Another excellent Edublogs.org weblog
“Ah done lived Grandma’s way, now Ah means tuh live mine…She was borned in slavery time when folks, dat is black folks, didn’t sit down anytime dey felt lak it. So sittin’ on porches lak de white madam looked lak uh mighty fine thing tuh her. Dat’s whut she wanted for me- don’t keer whut it cost. Git up on uh high chair and sit dere. She didn’t have time tuh think whut tuh do after you got up on de stool uh do nothin’. De object wuz tuh git dere. So Ah got up on the high stool lak she told me, but Pheoby, Ah done nearly languished tuh death up there.” (114)

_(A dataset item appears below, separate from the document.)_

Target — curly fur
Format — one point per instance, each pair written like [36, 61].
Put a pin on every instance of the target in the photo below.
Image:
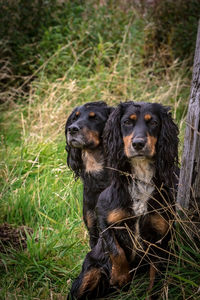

The quote above is from Ch. 12, when Janie is talking to Pheoby about her relationship with Tea Cake and telling her what she plans to do next in her life. The quote is significant because it clearly shows Janie’s finally deciding to part with what Nanny had wanted for her. After being forced marry Logan when Nanny was still alive, Janie has striven to get herself closer to her ideal way of life with each subsequent marriage: she left Logan for Joey because she fell in love with Joey for his big dreams and ambitions; she realized later that Joey was just as (or even more) domineering and controlling a man as Logan had been, and her dream of having a romantic relationship deteriorated as years passed by; seeking a truly romantic relationship where she had the freedom to be the person she wanted to be and do the things she wished to do, she decided to go off with Tea Cake. The quote is also significant because it shows a fundamental difference between Janie and Nanny and what they want in their lives: having survived through the terrible conditions of slavery, having enough wealth to be able to sit in a high chair doing nothing was more than Nanny could want in her life. However, having been born after slavery ended, Janie didn’t have the same value Nanny had: knowing that being free (of forcible labor by whites) was a guaranteed right, she wanted so much more in life than Nanny did. She didn’t want others to have any control over her and her life in any way whatsoever, and thus resented at being told what to do by her husbands.